To calculate the minimum sample size needed for a researcher to estimate the population proportion with a certain confidence level and margin of error, we can use the following formula:
\[ n = \left( \frac{Z_{\alpha/2} \cdot \sqrt{p \cdot (1-p)}}{E} \right)^2 \]
Where:
- \( n \) is the sample size,
- \( Z_{\alpha/2} \) is the z-score corresponding to the desired confidence level,
- \( p \) is the estimated proportion of the population,
- \( E \) is the margin of error.
(a) No preliminary estimate is available. In such a case, we use \( p = 0.5 \) because this value of \( p \) maximizes the product \( p \cdot (1-p) \), and hence, the sample size. This is because we want to ensure that our sample size is large enough irrespective of the actual population proportion, which is unknown at this point.
Given:
- Confidence level = 99%
- Margin of error = 3% or 0.03
Firstly, we need to find the z-score \( Z_{\alpha/2} \) that corresponds to a 99% confidence level. Since the normal distribution is symmetric, we are looking for the z-score such that the area to the left of it under the standard normal distribution curve is 0.995 (because 99% confidence splits 1% of the probability into two tails, thus \( 0.5 + 0.99/2 = 0.995 \)).

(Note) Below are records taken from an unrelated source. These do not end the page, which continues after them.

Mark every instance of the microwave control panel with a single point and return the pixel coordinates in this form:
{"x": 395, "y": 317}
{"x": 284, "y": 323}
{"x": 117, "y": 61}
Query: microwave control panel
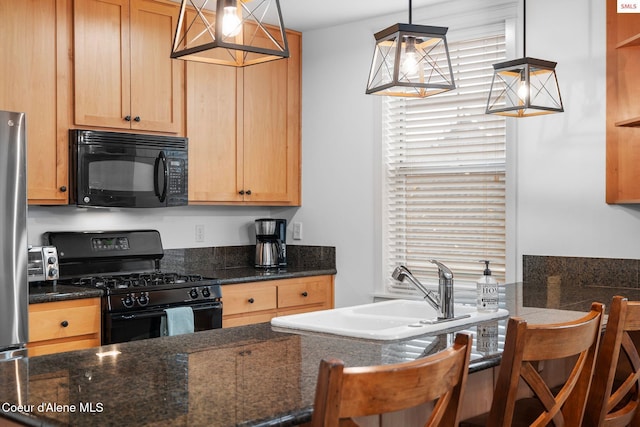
{"x": 177, "y": 174}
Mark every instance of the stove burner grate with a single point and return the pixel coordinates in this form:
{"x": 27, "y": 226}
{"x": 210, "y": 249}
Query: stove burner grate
{"x": 134, "y": 280}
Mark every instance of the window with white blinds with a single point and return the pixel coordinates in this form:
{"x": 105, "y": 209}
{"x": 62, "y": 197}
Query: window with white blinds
{"x": 444, "y": 195}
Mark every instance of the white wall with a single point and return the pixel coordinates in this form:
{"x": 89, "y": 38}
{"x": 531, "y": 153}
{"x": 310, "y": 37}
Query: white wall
{"x": 558, "y": 161}
{"x": 224, "y": 226}
{"x": 560, "y": 169}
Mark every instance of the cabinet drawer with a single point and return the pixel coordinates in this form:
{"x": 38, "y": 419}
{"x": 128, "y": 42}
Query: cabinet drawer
{"x": 47, "y": 320}
{"x": 307, "y": 291}
{"x": 248, "y": 298}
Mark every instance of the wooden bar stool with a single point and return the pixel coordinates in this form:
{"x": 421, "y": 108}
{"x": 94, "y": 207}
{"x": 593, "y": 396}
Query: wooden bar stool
{"x": 343, "y": 393}
{"x": 614, "y": 394}
{"x": 525, "y": 346}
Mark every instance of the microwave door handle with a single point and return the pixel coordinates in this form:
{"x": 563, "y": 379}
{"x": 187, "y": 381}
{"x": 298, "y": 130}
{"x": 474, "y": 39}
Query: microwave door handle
{"x": 165, "y": 175}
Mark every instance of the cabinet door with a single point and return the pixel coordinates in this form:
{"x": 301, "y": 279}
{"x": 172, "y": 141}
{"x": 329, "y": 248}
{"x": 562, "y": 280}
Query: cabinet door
{"x": 102, "y": 67}
{"x": 215, "y": 156}
{"x": 156, "y": 79}
{"x": 271, "y": 129}
{"x": 34, "y": 69}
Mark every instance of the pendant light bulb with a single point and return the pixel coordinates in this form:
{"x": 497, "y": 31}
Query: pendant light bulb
{"x": 410, "y": 63}
{"x": 231, "y": 24}
{"x": 523, "y": 91}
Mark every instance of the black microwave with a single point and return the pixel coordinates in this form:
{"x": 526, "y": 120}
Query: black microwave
{"x": 115, "y": 169}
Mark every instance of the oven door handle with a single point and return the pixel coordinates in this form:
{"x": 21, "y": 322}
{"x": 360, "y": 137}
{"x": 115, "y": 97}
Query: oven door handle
{"x": 157, "y": 313}
{"x": 157, "y": 174}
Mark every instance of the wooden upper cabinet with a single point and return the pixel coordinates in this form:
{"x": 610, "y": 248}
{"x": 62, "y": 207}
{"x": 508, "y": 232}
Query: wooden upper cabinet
{"x": 243, "y": 126}
{"x": 124, "y": 77}
{"x": 623, "y": 106}
{"x": 35, "y": 67}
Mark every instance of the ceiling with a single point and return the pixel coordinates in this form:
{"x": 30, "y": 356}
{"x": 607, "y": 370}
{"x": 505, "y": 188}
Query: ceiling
{"x": 304, "y": 15}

Looking up 0.995 in the standard normal distribution table or using a calculator, we find that the z-score is approximately 2.576.
Now, we can calculate the sample size:
\[ n = \left( \frac{2.576 \cdot \sqrt{0.5 \cdot (1-0.5)}}{0.03} \right)^2 \]
\[ n = \left( \frac{2.576 \cdot \sqrt{0.25}}{0.03} \right)^2 \]
\[ n = \left( \frac{2.576 \cdot 0.5}{0.03} \right)^2 \]
\[ n = \left( \frac{1.288}{0.03} \right)^2 \]
\[ n = \left( 42.933 \right)^2 \]
\[ n = 1844.322 \]
Since we can't survey a fraction of a person, we'll need to round up to the nearest whole number. So, the minimum sample size needed assuming that no prior information is available is:
\[ n = 1845 \]